CRAFT London is a new project by chef Stevie Parle and designer Tom Dixon. As the name suggests, it’s focused on the craft of making things. Located on the Greenwich Peninsular, a stone’s throw from both the O2 and North Greenwich tube station, it will ultimately be a café, restaurant and bar.
I visited it on Friday, five days after the café, occupying the ground floor, had opened, having been alerted to it by Robbie Calvert, who is café manager, head barista and (ultimately) roaster, all rolled into one. I had previously run into Robbie at Edinburgh’s Artisan Roast, where he’d impressed me with his passion (and his coffee).
I’d heard that he’d come down to London, so I was keen to find out what he was up to. As luck would have it, I was already going to the O2 that evening for a Caro Emerald concert, so snuck in just before closing time to catch up with Robbie and his new venture.
I have to say that I was impressed. Although CRAFT London had only been open for five days, it seemed to me to be a pretty decent operation with lots of exciting things in the pipeline!
You can read more of my thoughts after the gallery.
CRAFT London is all about making things. Founders, Stevie and Tom, are collaborating with modern craftspeople to create world-class processes for all sorts of things, including coffee roasting, baking, meat curing, bee keeping and kitchen gardening to name just a few. Housed in one half of a new circular structure, CRAFT London is literally building from the ground up with the café opening on the ground floor, to be followed by a restaurant and then bar on the next two floors, due to open early in 2015.
It’s early days, but Robbie was enthusiastic about the plans. For example, just the café is open at the moment, but in a room off to the side, in full view of passers-by, is a shiny new coffee roaster. Currently the coffee is from south London’s Alchemy, but once things are up and running, Robbie will be roasting all the coffee on-site, with green beans sourced from Alchemy. In keeping with the principles he developed in Edinburgh, Robbie will only be roasting and serving single-origins, with a strong emphasis on filter coffee.
This is just the start, with plans afoot for a kitchen garden just across the way, bee hives on the roof and a curing area for hams opposite the roaster. However, I’m getting ahead of myself.

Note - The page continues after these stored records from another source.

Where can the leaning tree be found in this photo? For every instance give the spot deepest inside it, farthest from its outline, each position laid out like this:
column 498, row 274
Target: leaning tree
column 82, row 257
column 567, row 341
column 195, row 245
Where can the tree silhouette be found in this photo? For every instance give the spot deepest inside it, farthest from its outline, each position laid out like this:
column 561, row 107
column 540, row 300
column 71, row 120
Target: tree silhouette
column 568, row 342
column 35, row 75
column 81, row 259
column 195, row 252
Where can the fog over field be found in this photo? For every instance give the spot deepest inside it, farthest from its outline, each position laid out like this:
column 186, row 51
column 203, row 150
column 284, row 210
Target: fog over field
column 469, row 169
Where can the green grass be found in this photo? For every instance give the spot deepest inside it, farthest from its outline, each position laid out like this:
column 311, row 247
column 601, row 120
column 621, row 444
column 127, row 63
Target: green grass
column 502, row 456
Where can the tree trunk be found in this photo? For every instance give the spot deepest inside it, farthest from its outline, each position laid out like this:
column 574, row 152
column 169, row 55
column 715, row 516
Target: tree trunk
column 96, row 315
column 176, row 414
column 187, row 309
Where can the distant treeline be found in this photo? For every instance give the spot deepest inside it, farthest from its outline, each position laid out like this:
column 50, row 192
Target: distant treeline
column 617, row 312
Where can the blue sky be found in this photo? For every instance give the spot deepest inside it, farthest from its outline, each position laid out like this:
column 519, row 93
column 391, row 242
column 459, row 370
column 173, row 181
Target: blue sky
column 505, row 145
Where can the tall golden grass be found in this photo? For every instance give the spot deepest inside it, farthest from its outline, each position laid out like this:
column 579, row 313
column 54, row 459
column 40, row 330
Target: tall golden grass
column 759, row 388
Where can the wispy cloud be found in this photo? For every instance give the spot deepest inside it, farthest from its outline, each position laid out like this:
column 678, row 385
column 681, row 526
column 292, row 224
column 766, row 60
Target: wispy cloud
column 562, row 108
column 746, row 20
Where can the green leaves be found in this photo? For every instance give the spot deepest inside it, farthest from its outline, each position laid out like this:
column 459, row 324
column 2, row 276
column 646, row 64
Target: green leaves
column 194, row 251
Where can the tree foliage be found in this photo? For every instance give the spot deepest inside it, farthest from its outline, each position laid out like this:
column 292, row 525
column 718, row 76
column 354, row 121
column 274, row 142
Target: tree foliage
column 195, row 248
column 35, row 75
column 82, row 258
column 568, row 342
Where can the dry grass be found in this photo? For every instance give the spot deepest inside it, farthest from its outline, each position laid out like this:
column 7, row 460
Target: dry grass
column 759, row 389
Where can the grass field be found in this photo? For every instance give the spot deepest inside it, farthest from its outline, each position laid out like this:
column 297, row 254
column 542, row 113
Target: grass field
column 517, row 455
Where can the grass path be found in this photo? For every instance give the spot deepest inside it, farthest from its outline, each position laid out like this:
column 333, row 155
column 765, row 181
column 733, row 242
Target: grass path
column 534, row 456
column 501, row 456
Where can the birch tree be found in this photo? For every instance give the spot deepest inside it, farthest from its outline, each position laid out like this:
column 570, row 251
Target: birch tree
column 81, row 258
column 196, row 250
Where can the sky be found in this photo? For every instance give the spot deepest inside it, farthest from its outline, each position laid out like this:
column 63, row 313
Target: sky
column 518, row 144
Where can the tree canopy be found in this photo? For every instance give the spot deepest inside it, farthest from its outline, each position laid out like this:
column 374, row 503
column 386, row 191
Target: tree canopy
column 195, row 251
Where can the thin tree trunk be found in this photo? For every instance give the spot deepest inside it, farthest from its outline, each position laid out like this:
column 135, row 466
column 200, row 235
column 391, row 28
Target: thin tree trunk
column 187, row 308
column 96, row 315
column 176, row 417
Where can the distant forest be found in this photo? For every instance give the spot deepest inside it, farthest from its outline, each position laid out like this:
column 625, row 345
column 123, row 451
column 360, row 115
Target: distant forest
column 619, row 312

CRAFT London Coffee is a lovely spot, occupying a curved space about 90 degrees around. The counter is on the inside, curving around the hub of building, with different stations for cold drinks, salad, cakes and coffee, followed by the tills. The tables are arrayed in two curved rows which fill the space between the counter and windows, which run, floor-to-ceiling, all the way around the building, making for an incredibly bright interior. Most of the café is on display behind the counter, (for example, the pizza oven, espresso machine and filter station), so you can watch the baristas (and chefs) at work.
The counter itself is a thing of beauty, covered in glazed brick tiles, with the floor also brick-tiled. Above it, the ceiling is coffee-shop industrial, all exposed conduits and bright steel. Although this is quite a contrast, it works very well. The tables are also amazing, with painted, glazed tops and some lovely, recycled old chairs. The temptation to cram too much in has been resisted and each of the two- or four- person tables are well spaced out.
CRAFT London is already baking all its own bread and has a wicked-looking pizza oven (sadly I was too late to sample the pizza). The coffee menu is refreshingly sparse, offering espresso as either black or white, with a filter option through the Aeropress, an (almost) obligatory Mahlkönig EK43 doing the grinding.
While I was there, a pair of single-origin Guatemalans were on, one on espresso, with a San Sebastian on filter. I matched this up with a cardamom bun, which was excellent. It had quite rich pastry, but was surprisingly dry (in a good way), with a strong taste of cardamom. This went surprisingly well with the coffee. I expected them to clash, but the Guatemalan is a pretty bold coffee (a more subtle coffee would have got lost). It had all the qualities I would hate in an espresso but which work really well in filter, particularly an Aeropress.
|PENINSULA SQUARE • GREENWICH PENINSULA • LONDON • SE10 0SQ|
|Monday||08:00 – 17:00||Seating||Tables|
|Tuesday||08:00 – 17:00||Food||Breakfast, Lunch, Cake|
|Wednesday||08:00 – 17:00||Service||Order at counter|
|Thursday||08:00 – 17:00||Cards||Visa, Mastercard|
|Friday||08:00 – 17:00||Wifi||Free (with code)|
|Saturday||08:00 – 17:00||Power||Yes|
|Sunday||08:00 – 17:00||Mobile||3G, Voice|
|Chain||No||Visits||17th October 2014|
Normally I recommend checking details with individual Coffee Spots before you go, but this is particularly the case for CRAFT London since it has only just opened and things are changing. For example, the Wifi isn’t there just yet and at the moment, it’s only until five o’clock (with plans to stay open later on an as-and-when basis as a pizzeria for major concerts at the O2) although it should, in the longer term, be open in the evenings.